At the core of the project’s objectives lay a commitment to safeguarding and preserving the natural environment, a crucial mission given its location on one of California’s few remaining undeveloped coastal areas. This contemporary guest house, nestled harmoniously within a wildlife preserve, serves as a shining example of the successful coexistence of residential development and ecological conservation.

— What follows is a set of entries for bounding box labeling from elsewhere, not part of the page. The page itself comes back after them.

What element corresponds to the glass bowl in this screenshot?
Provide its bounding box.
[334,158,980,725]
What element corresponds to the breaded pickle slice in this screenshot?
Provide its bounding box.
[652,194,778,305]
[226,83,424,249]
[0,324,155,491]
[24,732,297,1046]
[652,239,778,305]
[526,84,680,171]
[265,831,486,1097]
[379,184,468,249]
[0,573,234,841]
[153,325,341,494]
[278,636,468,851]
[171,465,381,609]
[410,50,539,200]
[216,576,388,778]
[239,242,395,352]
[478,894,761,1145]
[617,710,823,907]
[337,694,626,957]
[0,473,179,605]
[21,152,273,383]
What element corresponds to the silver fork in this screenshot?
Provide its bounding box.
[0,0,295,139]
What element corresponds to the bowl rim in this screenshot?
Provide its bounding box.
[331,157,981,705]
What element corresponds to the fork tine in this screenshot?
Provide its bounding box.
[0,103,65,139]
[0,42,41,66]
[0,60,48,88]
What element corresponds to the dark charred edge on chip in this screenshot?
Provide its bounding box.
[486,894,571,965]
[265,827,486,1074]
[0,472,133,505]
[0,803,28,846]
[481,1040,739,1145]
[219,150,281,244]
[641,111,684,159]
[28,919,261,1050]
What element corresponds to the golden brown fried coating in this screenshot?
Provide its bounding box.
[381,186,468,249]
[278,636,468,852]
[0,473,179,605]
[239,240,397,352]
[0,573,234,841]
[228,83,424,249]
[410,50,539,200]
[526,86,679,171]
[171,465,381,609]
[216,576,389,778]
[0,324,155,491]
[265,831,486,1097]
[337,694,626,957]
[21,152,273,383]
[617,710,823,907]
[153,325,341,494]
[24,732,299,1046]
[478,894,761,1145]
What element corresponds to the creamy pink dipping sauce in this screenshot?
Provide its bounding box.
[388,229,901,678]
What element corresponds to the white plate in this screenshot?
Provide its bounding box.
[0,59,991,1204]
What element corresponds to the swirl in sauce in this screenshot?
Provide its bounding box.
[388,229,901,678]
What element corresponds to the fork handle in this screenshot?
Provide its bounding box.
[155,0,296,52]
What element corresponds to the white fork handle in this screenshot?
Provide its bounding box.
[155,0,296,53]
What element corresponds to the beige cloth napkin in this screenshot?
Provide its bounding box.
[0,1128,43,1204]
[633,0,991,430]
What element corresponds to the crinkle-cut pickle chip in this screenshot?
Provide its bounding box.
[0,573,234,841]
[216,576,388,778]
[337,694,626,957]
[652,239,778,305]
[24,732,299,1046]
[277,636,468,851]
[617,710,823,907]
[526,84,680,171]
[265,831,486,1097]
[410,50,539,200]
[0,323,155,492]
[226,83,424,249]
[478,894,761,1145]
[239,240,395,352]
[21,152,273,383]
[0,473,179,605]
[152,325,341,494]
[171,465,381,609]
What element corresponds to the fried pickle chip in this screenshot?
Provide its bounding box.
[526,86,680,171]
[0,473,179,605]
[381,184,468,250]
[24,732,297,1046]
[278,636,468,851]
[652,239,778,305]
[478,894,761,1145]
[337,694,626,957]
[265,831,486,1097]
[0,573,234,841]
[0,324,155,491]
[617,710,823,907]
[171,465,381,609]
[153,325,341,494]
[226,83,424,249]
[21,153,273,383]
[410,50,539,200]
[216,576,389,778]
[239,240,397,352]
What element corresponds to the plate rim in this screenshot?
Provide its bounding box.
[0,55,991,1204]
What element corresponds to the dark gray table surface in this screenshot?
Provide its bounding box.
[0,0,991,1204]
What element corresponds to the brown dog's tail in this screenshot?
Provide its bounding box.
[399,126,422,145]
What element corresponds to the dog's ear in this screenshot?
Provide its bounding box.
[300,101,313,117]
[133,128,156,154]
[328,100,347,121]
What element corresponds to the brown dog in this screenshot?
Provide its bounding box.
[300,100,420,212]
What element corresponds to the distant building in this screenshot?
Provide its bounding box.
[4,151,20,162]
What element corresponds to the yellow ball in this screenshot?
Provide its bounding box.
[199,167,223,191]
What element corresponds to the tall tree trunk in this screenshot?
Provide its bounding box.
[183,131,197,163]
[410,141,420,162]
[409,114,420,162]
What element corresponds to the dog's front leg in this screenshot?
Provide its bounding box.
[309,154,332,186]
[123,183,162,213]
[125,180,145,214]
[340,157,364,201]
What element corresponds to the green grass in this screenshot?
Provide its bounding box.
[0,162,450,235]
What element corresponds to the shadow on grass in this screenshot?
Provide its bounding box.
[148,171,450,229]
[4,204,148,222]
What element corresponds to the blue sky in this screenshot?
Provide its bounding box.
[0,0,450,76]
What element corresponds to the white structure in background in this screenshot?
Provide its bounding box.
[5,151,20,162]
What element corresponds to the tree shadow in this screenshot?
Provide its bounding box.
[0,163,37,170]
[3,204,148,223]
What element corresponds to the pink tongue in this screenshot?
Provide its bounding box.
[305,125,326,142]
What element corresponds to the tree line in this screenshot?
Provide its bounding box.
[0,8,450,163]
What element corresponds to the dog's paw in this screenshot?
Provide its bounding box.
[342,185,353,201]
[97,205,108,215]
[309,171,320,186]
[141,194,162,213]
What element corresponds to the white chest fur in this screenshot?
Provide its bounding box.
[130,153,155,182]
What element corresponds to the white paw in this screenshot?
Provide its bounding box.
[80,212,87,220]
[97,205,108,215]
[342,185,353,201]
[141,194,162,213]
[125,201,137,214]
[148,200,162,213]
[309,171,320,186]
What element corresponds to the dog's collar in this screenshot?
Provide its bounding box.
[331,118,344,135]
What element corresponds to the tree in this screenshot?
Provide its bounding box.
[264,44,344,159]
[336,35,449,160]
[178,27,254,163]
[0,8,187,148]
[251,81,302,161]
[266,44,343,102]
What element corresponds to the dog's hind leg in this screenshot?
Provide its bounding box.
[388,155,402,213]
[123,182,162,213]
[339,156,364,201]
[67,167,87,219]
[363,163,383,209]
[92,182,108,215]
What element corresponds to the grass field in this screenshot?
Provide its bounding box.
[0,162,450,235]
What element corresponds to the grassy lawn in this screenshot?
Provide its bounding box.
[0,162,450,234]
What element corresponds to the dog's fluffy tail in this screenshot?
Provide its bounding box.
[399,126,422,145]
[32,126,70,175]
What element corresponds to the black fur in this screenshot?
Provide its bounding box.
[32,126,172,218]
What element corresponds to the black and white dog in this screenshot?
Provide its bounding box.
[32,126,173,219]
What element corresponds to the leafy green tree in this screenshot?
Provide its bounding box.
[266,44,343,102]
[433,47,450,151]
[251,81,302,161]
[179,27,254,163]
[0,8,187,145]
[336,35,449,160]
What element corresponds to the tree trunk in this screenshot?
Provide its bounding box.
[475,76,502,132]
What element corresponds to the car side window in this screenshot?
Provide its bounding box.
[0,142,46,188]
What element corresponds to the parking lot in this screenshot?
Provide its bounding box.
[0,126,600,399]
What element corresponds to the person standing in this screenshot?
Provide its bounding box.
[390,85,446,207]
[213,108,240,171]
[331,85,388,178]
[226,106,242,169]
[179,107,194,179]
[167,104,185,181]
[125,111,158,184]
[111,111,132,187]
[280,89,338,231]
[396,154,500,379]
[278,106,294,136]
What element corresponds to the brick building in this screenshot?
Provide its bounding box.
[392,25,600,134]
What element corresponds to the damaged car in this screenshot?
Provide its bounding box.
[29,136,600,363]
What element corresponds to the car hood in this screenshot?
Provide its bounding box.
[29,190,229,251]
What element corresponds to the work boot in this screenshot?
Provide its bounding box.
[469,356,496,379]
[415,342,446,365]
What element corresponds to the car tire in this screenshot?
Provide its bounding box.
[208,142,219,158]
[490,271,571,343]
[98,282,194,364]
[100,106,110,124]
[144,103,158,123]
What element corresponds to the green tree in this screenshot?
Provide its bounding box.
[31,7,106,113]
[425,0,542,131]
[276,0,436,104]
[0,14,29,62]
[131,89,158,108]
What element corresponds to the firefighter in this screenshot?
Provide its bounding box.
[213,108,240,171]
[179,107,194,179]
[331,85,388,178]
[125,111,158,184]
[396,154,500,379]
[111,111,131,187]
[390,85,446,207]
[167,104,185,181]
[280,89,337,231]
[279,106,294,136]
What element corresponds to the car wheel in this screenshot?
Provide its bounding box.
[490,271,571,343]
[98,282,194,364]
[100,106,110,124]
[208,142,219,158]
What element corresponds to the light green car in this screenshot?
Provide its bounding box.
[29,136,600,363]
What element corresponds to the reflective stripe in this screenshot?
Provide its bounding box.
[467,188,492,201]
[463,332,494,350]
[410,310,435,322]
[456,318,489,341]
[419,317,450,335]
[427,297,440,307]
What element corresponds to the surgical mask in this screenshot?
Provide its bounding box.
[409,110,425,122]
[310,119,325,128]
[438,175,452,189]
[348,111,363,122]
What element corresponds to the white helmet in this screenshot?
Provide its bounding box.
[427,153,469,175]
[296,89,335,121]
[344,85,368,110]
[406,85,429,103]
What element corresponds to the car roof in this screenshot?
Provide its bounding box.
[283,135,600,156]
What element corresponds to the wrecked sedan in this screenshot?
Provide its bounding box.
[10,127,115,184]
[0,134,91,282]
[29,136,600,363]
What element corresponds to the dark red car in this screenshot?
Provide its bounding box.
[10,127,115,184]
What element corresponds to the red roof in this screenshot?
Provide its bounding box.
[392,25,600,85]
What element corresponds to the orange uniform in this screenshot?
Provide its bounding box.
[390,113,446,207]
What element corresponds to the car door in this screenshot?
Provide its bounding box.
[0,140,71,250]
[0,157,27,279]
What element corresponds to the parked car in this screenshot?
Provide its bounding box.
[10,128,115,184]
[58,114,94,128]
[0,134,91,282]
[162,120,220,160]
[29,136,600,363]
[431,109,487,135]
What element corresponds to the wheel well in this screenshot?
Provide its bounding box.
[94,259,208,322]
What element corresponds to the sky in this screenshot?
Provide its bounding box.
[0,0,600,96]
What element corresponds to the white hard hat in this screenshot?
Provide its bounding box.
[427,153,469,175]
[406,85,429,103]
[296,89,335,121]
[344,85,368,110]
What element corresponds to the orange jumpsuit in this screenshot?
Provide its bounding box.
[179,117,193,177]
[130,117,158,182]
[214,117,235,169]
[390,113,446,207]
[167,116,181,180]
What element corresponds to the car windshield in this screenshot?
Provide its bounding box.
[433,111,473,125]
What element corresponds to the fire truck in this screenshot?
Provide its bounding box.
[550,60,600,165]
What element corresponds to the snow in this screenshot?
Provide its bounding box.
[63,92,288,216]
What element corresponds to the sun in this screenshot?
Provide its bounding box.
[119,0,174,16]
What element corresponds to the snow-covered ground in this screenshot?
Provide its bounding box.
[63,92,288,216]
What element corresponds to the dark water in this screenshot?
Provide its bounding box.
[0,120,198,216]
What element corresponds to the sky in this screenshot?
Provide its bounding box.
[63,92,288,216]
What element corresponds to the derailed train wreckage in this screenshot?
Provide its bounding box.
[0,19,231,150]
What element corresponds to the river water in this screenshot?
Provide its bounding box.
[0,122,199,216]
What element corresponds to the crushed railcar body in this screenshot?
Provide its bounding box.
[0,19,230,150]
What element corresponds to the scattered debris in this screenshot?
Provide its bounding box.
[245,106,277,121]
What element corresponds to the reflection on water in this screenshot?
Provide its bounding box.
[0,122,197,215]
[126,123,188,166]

Anacapa Design Team: Dan Weber, Architect
Project Team:
Architecture: ANACAPA Architecture in collaboration with Willson Design
Interior Design: Jessica Helgerson Interior Design
General Contractor: Curtis Homes
Landscape Designer: Danielle Gaston
Structural Engineer: Ashley & Vance Engineering
Civil Engineer: Braun & Associates
Photography: Erin Feinblatt

Off-Grid Guest House by ANACAPA Architecture - Sheet6
©Erin Feinblatt

Perched gently on a steep hillside, this 1,800-square-foot abode was meticulously crafted to minimize its visual and environmental impact on the surrounding terrain. Its discreet presence, concealed by a low-profile design and a verdant rooftop, gracefully invites panoramic vistas of the Pacific Ocean and the undulating hills. The residence achieves this by featuring an abundance of sliding glass panels and expansive decks that elegantly cantilever over the rugged cliff face, affording direct views of the canyon below.

Architect Dan Weber, reflecting on the project, remarked, “Given the ridge-top location of the structure, it’s visible from afar. Our aim was not to make it a conspicuous focal point but rather to ensure it left the smallest conceivable imprint on the natural environment, if not enhance the ecological balance of the property.”

Off-Grid Guest House by ANACAPA Architecture - Sheet8
©Erin Feinblatt

In an earnest endeavor to blur the boundaries between the constructed and the unspoiled, the house adopts the form of a glass peninsula, complete with three-way operable glass walls that capture the myriad marine and canyon panoramas. The choice of materials—steel, concrete, and glass—was deliberate, ensuring seamless integration with the landscape and natural aging over time. The infusion of rich walnut accents and custom fixtures and furnishings infuses warmth and character into the living space.

Both the guest house and the owner’s primary residence, situated nearby, are entirely self-reliant, driven by the unavailability of electricity in this remote locale. The home relies entirely on a photovoltaic energy system for power, while energy-efficient LED lighting and low-consumption appliances were thoughtfully selected to reduce energy demands. Water supply is sourced from a private well and treated on-site, with wastewater channeled into a septic tank and dry well.

©Erin Feinblatt

Temperature regulation is achieved through a combination of radiant floor heating, cross ventilation facilitated by the profusion of operable sliding glass panels, and an insulating green roof that not only conserves water but also helps the dwelling harmonize with its surroundings. Furthermore, the design thoughtfully incorporates a detached garage, discreetly integrated into the hillside landscape.